Importing executable files with auto-detected format exports corrupted binaries

Question

Importing executable files with auto-detected format exports corrupted binaries

rszibele opened this issue 5 years ago · comments

Describe the bug
If you import an ELF binary with the format as Executable and Linking Format (ELF) and then export that binary, it creates a corrupted binary that segfaults.

However, if you import it as "Raw binary" and manually select the language, then the exported file works as expected.

To Reproduce
Steps to reproduce the behavior:

Import the cp ELF binary into your project (default settings).
Right-Click it and click Export...
Select Binary as the format.
Export it.
Make the exported binary executable.
Run the exported binary.

Expected behavior
The exported binary should work instead of segfaulting (happens with multiple binaries that I've tested).

Screenshots
Default:

Import as Raw binary:

Environment (please complete the following information):

OS: Kubuntu 18.10
Ghira Version 9.0

Additional context
Happens with both i386 and x86_64 binaries.

woachk · Answer 1 · Wed Mar 06 2019 23:45:05 GMT+0800 (China Standard Time)

Issue affects ARM binaries too.

Richard Szibele · Answer 2 · Thu Mar 07 2019 00:54:14 GMT+0800 (China Standard Time)

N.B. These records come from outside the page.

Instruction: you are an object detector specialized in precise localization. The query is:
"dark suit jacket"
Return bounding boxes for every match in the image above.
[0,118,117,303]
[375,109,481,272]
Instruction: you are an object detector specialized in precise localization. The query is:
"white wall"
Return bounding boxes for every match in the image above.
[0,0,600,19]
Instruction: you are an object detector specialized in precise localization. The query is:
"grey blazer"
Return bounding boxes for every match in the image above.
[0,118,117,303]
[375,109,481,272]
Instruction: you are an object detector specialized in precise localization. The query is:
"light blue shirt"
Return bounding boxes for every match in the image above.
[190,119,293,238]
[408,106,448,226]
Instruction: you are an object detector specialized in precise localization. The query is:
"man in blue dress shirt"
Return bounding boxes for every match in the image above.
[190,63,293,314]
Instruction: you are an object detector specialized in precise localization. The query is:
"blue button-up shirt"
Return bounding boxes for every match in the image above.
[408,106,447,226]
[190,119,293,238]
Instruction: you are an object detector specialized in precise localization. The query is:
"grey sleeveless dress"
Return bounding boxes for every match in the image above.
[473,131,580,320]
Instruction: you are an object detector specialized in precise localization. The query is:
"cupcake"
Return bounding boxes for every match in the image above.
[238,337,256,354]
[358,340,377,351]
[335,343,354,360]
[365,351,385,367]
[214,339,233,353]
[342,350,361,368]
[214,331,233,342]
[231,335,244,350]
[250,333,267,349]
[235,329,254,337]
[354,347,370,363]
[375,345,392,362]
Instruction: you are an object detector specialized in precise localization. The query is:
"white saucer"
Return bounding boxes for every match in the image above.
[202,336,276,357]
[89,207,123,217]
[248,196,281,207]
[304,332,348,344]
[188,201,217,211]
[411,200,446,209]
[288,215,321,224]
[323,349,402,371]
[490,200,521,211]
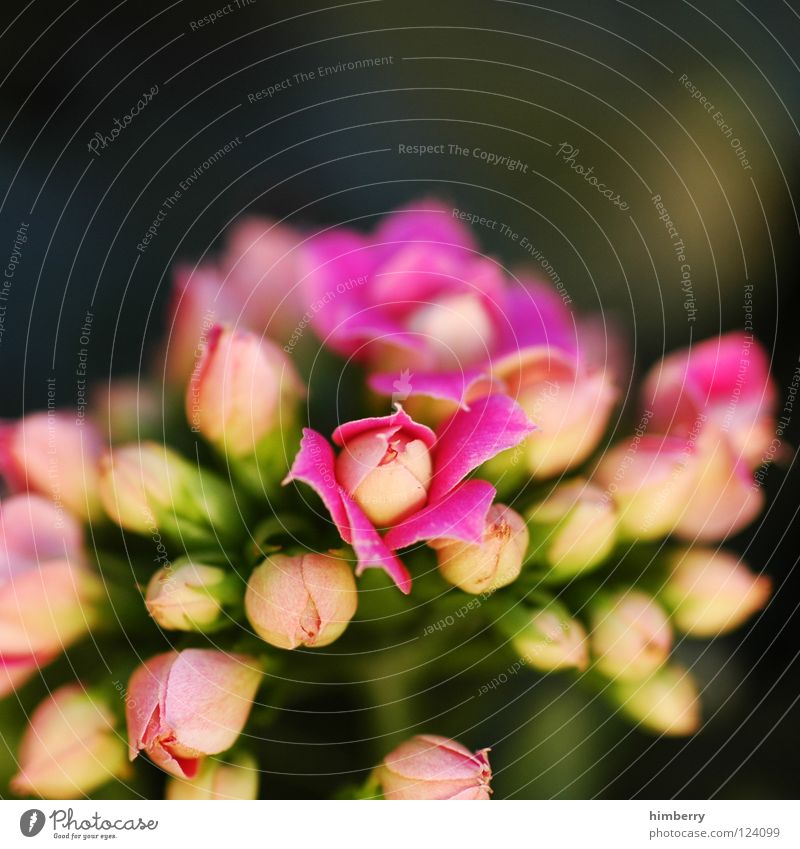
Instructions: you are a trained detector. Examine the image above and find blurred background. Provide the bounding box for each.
[0,0,800,798]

Just tested it on Windows and it's the same story with PE executables. They also need to be imported raw, else you can't run them.

Rafael Ristovski · Answer 3 · Thu Mar 07 2019 01:09:34 GMT+0800 (China Standard Time)

Can confirm. The exported ls becomes ~3kb larger than the original.
Some binaries also end up with missing headers.

Rafael Ristovski · Answer 4 · Thu Mar 07 2019 03:36:01 GMT+0800 (China Standard Time)

Note: Loading as Raw Binary does not seem to produce the same analysis/disassembly output at all.

The disassembly after analysis is missing various things ranging from functions not being disassembled to missing Xrefs.

It also appears to analyze the binary much faster than when imported as ELF indicating it is either unable to analyze is as thoroughly when loaded as a Raw Binary or just skips a bunch of analysis options which are enabled/supported only under ELF.

Thus, loading as Raw Binary should not be considered a workaround for this as the output differs.

Deleted user · Answer 5 · Thu Mar 07 2019 21:29:28 GMT+0800 (China Standard Time)

The binary export is not intended to create a valid executable - there is no export for doing this. It simply dumps the memory blocks that exist within Ghidra void of any address placement information.

Rafael Ristovski · Answer 6 · Thu Mar 07 2019 23:22:28 GMT+0800 (China Standard Time)

@gnooby22 Would be nice if there was a way to imitate the behavior when loading a binary as Raw Binary (which when exported creates a valid verbatim copy of the loaded program) but retaining all the analysis options when loading it as ELF.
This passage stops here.